Love at the heart of Bedri Rahmi expo in İzmir

Nazlan Ertan – İzmir
Love at the heart of Bedri Rahmi expo in İzmir

AA photo

“My black mulberry, my forked darky, my gypsy,
What more will you be to me, my odd one, queer one,
My smiling quince, my weeping pomegranate,
My baby, my stallion, my wife.”

Turkey’s best-known love poem, “My Mulberry” by Bedri Rahmi Eyüboğlu, is at the heart of the retrospective exhibition by the poet-painter in İzmir’s Folkart Gallery.

The exhibition titled “To Love is a Beautiful Profession, Chief” brings together a wide variety of his works, as well as memorabilia of the painter-poet, known to the public simply as Bedri Rahmi, who recently marked the 106th anniversary of birth. He died of pancreatic cancer in 1975.

“Bedri Rahmi remains one of the best known painters and poets in Turkish art history simply because he was a man of the people,” said Fahri Özdemir, the director of the Folkart Gallery. 

“He had great charisma and international renown. But he remained a man of the people and his cultural references and the motives of his works were essentially Anatolian, though of course he also learned a great deal from major artists with whom he worked,” Özdemir added.

The exhibition includes several of the “Mulberry” paintings, which are the portraits of the artist’s lover Mari Gerekmezyan. So is a bust of Bedri Rahmi by Gerekmezyan, a Turkish-Armenian artist who became one of Turkey’s first female sculptresses. 

“Bedri Rahmi loved this woman with the dark mulberry eyes, wrote poems mentioning her and painted her portraits. When she became ill with tuberculosis, he sold several of his paintings for prices next to nothing to pay for her medical treatment. When she died suddenly in 1947, he must have been overtaken by his loss,” said Özdemir.
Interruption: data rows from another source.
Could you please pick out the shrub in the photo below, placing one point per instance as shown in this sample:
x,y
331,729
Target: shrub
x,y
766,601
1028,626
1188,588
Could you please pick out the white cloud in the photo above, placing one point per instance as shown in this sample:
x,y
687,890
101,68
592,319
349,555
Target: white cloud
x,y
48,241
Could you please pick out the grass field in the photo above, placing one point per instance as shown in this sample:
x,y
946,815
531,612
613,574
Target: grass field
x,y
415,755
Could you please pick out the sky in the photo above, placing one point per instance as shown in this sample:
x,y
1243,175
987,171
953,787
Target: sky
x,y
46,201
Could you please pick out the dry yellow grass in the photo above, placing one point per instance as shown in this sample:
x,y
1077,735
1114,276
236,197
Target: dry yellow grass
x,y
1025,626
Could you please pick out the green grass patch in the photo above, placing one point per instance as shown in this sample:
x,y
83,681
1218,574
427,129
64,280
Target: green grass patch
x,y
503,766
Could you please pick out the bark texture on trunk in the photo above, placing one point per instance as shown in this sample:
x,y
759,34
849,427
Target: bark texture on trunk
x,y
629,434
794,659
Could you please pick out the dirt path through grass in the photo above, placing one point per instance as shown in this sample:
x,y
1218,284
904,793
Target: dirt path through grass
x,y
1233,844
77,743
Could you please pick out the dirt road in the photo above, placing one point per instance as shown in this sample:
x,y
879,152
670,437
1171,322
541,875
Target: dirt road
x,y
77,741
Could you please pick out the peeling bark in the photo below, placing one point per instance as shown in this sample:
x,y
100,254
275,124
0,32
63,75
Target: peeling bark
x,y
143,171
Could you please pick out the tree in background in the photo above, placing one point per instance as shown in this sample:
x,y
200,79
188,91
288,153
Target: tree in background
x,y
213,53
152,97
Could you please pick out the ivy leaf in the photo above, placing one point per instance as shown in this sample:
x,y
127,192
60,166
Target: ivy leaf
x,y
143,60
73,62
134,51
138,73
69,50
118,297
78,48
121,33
Bedri Rahmi’s famous poem “My Mulberry” was published in 1948, a year after the death of Mari Gerekmezyan. Many mistakenly believed that it was inspired by his wife and comrade-in-arts, Eren Eyüboğlu, a Romanian painter who Bedri Rahmi fell in love with in Paris in the 1930s. Eren Eyüboğlu knew that this was not the case and “her heart had been branded with a hot iron” when Bedri Rahmi recited the poem, as she said in a letter to her wayward husband.


Love first and last

Bedri Rahmi had been a pioneer in putting love and sensuality at the heart of his art, according to writer Ferit Edgü. 

“Our art has been shy about love and our artists about nudity, the main subject of art, before 1950,” Edgü said. Women were often depicted working in the fields, fighting in a revolution, reading or pensively looking out the windows; but there were preciously little women figures naked, and even less making love.  
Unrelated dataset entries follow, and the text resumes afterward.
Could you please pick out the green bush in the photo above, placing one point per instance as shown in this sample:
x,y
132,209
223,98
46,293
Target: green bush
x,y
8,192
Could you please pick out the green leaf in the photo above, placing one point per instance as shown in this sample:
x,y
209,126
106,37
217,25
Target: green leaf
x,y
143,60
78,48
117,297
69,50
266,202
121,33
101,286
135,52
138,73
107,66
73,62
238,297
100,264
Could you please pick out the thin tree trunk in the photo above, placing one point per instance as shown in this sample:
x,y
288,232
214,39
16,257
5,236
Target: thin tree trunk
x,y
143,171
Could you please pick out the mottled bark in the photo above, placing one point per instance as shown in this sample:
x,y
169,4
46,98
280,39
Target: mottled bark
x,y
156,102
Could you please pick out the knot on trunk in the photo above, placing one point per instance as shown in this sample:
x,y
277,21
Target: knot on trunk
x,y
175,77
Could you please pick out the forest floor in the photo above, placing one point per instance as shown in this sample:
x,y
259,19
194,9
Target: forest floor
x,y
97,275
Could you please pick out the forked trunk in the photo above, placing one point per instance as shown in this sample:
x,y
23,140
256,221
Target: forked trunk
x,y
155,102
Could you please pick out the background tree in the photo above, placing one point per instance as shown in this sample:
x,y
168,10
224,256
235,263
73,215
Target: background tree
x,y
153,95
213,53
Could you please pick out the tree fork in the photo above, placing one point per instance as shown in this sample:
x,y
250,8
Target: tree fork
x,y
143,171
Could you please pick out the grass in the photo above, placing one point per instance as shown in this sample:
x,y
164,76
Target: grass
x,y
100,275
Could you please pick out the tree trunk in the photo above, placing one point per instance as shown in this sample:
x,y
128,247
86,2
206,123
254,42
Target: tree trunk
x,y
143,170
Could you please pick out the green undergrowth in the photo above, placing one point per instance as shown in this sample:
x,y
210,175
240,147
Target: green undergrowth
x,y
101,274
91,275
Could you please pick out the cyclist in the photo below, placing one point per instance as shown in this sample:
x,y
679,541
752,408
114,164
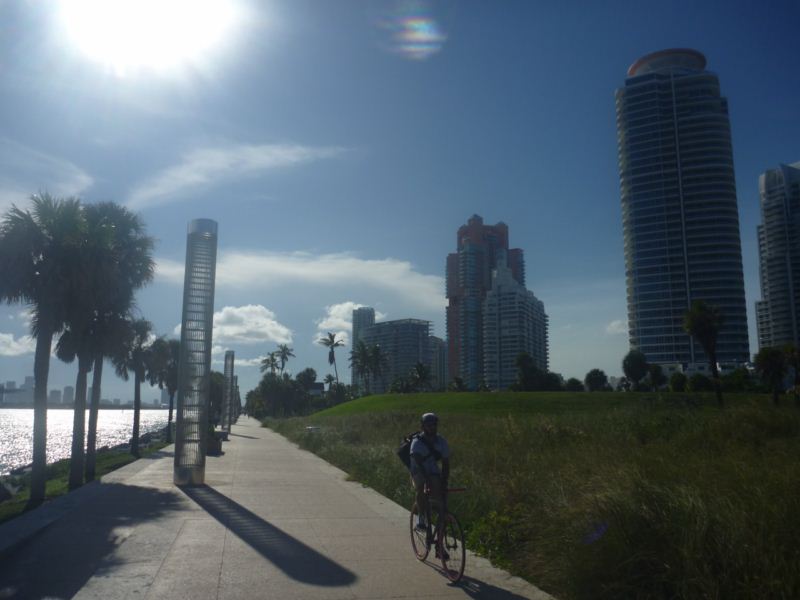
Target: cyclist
x,y
426,452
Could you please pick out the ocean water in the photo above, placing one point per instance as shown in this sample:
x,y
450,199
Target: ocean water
x,y
113,427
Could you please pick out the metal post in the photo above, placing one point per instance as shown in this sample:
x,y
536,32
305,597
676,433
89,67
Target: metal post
x,y
227,393
194,371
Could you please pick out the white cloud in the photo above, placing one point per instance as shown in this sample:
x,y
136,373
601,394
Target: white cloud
x,y
248,271
339,319
249,362
617,327
11,346
249,324
27,171
211,166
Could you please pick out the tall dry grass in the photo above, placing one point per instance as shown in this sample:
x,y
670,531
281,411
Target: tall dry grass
x,y
655,499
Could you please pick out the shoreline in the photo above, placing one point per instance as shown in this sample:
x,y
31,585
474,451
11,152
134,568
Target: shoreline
x,y
71,407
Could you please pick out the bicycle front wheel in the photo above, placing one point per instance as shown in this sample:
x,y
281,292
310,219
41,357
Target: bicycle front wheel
x,y
419,537
451,549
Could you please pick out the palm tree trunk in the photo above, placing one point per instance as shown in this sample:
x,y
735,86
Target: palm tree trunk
x,y
137,405
94,409
79,424
169,417
41,370
335,370
712,359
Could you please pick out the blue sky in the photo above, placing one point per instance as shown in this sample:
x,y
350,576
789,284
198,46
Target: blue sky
x,y
340,145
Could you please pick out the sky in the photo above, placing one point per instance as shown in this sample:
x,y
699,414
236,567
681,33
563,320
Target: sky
x,y
340,145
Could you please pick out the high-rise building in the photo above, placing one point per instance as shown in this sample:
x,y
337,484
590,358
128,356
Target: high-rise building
x,y
469,278
514,321
405,342
778,311
679,209
439,379
194,373
363,319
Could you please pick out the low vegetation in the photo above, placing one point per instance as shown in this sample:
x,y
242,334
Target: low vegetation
x,y
58,477
602,495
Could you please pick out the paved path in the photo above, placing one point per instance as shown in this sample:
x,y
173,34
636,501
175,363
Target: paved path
x,y
272,521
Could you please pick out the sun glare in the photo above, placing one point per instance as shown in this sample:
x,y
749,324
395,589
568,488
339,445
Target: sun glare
x,y
159,35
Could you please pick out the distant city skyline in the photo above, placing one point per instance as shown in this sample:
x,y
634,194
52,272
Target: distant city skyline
x,y
338,165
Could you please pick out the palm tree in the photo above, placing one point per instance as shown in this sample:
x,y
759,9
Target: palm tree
x,y
108,342
771,365
163,369
378,362
115,259
283,354
420,377
74,343
635,367
269,363
39,266
703,322
361,363
331,343
135,359
793,361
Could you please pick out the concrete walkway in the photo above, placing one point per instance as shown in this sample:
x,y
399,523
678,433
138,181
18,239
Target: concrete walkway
x,y
272,521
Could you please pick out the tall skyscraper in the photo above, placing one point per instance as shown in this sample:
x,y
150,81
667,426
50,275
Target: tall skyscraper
x,y
679,210
778,311
363,319
194,373
514,321
405,342
469,278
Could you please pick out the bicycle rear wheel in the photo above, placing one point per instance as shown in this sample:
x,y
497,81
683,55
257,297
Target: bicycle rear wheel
x,y
418,537
451,549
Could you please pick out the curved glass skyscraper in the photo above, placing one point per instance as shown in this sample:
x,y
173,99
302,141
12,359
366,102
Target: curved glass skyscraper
x,y
679,209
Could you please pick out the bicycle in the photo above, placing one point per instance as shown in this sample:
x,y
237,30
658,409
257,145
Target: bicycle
x,y
443,532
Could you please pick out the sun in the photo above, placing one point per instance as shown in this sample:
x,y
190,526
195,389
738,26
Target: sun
x,y
158,35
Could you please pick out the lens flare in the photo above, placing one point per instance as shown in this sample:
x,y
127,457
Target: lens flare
x,y
411,30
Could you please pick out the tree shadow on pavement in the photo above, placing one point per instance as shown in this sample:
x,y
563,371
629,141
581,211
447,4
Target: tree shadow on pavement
x,y
249,437
298,561
476,588
59,560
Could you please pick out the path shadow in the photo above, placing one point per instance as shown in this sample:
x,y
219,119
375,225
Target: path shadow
x,y
476,588
298,561
249,437
59,560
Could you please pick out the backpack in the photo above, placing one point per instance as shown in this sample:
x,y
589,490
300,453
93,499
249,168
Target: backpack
x,y
404,451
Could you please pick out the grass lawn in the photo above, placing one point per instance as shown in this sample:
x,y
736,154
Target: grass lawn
x,y
58,477
601,495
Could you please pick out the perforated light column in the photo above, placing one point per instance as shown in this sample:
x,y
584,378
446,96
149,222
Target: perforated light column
x,y
194,371
226,417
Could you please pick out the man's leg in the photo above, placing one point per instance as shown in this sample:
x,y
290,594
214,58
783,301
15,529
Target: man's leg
x,y
422,500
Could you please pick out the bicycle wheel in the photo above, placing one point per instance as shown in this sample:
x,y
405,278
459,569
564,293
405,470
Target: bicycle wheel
x,y
451,550
418,537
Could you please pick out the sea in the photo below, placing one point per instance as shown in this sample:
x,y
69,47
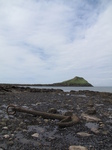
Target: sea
x,y
68,88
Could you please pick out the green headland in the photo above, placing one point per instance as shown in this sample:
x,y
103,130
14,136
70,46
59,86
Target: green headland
x,y
76,81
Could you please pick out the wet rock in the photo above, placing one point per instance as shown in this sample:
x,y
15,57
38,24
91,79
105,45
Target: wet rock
x,y
90,104
68,113
10,143
52,110
95,130
5,128
91,111
90,118
84,134
46,120
109,122
6,136
35,135
77,148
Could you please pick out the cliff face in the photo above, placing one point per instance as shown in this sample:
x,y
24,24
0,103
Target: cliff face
x,y
76,81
Bedri Rahmi Eyüboğlu, fresh out of the Istanbul Fine Arts of Academy, joined the art world in France in the 1930s as a young man in love – in love with the world of colors and forms, in love with Romanian painter Ernestine with her “naughty eyes.”  His ability to use cultural motives and learn from the international “masters” of painting impressed Andre Lhot, the hard-to-please Parisian teacher and writer of art. The Folkart exhibition includes a letter that expresses Lhote’s praise of the young Eyüboğlu.
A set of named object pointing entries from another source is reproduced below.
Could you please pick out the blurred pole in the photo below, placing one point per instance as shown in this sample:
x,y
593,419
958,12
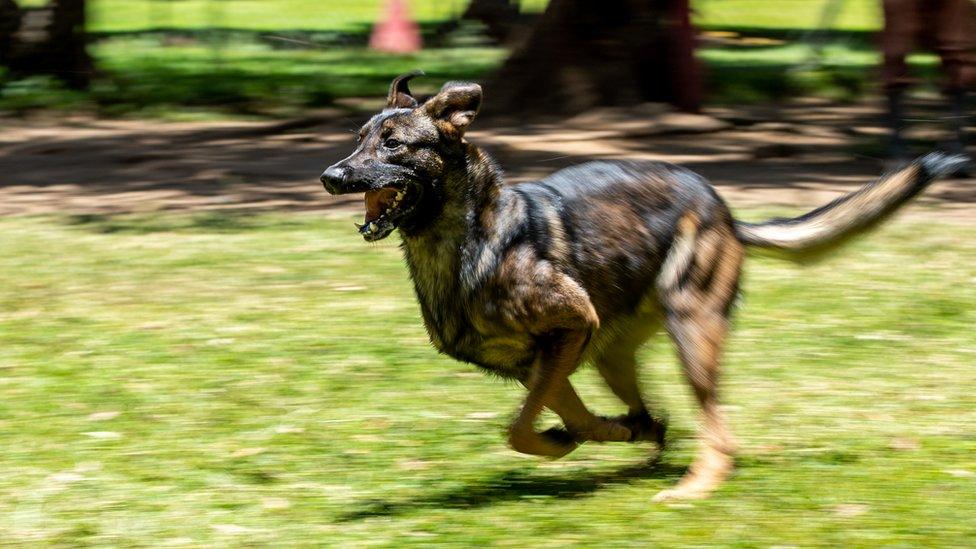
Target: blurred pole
x,y
215,17
395,33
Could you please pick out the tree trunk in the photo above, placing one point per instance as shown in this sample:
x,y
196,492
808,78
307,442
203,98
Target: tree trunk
x,y
584,53
49,40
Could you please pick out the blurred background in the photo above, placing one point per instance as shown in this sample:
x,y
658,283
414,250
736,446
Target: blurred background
x,y
197,348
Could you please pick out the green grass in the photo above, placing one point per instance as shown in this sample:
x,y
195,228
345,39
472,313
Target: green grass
x,y
265,381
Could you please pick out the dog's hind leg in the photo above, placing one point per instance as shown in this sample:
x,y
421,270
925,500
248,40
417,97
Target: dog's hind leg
x,y
548,375
582,424
618,367
697,297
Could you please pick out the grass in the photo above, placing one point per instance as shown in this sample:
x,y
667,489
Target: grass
x,y
265,380
209,58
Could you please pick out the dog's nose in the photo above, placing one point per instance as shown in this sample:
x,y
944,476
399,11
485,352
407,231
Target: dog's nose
x,y
333,178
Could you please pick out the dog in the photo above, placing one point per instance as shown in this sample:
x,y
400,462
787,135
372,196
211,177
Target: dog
x,y
530,280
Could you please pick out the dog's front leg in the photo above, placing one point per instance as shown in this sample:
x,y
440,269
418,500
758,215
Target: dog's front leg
x,y
560,354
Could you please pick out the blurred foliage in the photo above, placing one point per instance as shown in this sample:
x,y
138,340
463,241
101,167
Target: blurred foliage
x,y
220,379
180,58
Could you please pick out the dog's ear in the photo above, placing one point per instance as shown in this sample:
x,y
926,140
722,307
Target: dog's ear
x,y
399,96
454,107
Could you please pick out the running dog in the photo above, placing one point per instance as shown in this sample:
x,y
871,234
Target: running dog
x,y
529,280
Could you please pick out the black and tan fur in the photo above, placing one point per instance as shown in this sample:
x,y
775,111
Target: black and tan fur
x,y
530,280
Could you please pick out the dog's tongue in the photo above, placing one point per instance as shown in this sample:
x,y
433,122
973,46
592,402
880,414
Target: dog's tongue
x,y
377,202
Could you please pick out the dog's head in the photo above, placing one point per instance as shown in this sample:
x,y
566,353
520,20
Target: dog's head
x,y
404,154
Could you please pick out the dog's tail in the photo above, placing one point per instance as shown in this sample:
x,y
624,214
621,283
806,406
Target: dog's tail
x,y
808,236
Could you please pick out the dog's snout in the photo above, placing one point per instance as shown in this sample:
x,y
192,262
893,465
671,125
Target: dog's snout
x,y
333,178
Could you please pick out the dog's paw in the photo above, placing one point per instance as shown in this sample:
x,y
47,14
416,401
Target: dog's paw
x,y
554,443
605,430
643,427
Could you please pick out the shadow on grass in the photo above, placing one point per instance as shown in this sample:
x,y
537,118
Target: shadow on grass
x,y
514,485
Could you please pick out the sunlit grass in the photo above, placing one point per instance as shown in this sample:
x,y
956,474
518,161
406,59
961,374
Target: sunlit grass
x,y
265,380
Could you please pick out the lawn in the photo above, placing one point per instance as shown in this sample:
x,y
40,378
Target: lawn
x,y
207,379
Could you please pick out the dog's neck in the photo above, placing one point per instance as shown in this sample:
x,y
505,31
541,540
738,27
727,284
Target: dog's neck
x,y
472,185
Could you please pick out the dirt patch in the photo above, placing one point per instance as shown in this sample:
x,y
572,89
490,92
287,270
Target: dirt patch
x,y
795,155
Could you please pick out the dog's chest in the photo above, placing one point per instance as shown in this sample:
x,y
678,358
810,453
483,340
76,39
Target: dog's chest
x,y
459,321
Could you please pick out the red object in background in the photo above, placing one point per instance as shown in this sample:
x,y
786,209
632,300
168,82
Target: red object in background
x,y
396,33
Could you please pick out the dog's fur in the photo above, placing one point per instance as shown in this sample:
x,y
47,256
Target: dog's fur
x,y
530,280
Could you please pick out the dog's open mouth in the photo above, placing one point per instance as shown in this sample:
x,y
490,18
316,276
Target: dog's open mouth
x,y
383,208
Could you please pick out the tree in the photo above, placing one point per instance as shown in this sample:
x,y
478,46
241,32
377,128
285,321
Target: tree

“Eyüboğlu was a hard-working artist, who put 18 hours a day in his work. He travelled extensively, tried new forms of expression like a true Renaissance artist and worked very hard in bringing up young painters. Besides painting, he made world-renown murals, including one in NATO headquarters in Brussels, worked with stained glass and wood printing, made a documentary on the life of Turkish poet and singer Aşık Veysel. If there are a 15 Turkish artists who are known internationally, he is among the top ones,” Özdemir said.
The “To Love is a Beautiful Profession, Chief” exhibition, (named after a line from his poem “Poised to Go), can be visited until March 12 in İzmir. Its next stop will be Ankara’s CerModern.